To test functionality I am going to use the Ansible module win_ping. As the documentation says this simply checks management connectivity of a windows host.

Running ansible gives the following result:

[ansible@control]$ ansible servers -i inventory.yml -m win_ping
server1 ¦ UNREACHABLE! => {
    "changed": false,
    "msg": "plaintext: the specified credentials were rejected by the server",
    "unreachable": true
}
server2 ¦ UNREACHABLE! => {
    "changed": false,
    "msg": "plaintext: the specified credentials were rejected by the server",
    "unreachable": true
}

So something is wrong here. It’s not the credentials as I know they are correct. It must be some other authentication issue.

The Solution

The root of the problem is that we are sending credentials in plaintext over the unencrypted WinRM port 5985. As this was a lab I just wanted to easily test, so I was willing to do this. Do not do this in production!
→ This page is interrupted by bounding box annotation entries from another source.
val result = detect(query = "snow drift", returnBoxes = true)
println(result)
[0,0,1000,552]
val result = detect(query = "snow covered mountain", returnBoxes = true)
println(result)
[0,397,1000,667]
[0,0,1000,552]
The fix is a couple of WinRM configuration changes in the Windows servers. In an elevated command prompt type the following commands:

C:\Windows\system32>winrm set winrm/config/service/auth @{Basic="true"}
Auth
    Basic = true
    Kerberos = true
    Negotiate = true
    Certificate = false
    CredSSP = false
    CbtHardeningLevel = Relaxed

C:\Windows\system32>winrm set winrm/config/service @{AllowUnencrypted="true"}
Service
    RootSDDL = O:NSG:BAD:P(A;;GA;;;BA)(A;;GR;;;IU)S:P(AU;FA;GA;;;WD)(AU;SA;GXGW;;;WD)
    MaxConcurrentOperations = 4294967295
    MaxConcurrentOperationsPerUser = 1500
    EnumerationTimeoutms = 240000
    MaxConnections = 300
    MaxPacketRetrievalTimeSeconds = 120
    AllowUnencrypted = true
    Auth
        Basic = true
        Kerberos = true
        Negotiate = true
        Certificate = false
        CredSSP = false
        CbtHardeningLevel = Relaxed
    DefaultPorts
        HTTP = 5985
        HTTPS = 5986
    IPv4Filter = *
    IPv6Filter = *
    EnableCompatibilityHttpListener = false
    EnableCompatibilityHttpsListener = false
    CertificateThumbprint
    AllowRemoteAccess = true

The first command sets WinRM to Basic Authentication and the second allows unencrypted traffic.

Running Ansible again:

[ansible@control]$ ansible servers -i inventory.yml -m win_ping
server1 ¦ SUCCESS! => {
    "changed": false,
    "ping": "pong"
}
server2 ¦ SUCCESS! => {
    "changed": false,
    "ping": "pong"
}

We can now access the servers over WinRM.

Wrap Up

As I said above this is not how to run this in production. Normally you would use encrypted traffic to a domain joined server using a proper authentication method such as Kerberos or CredSSP.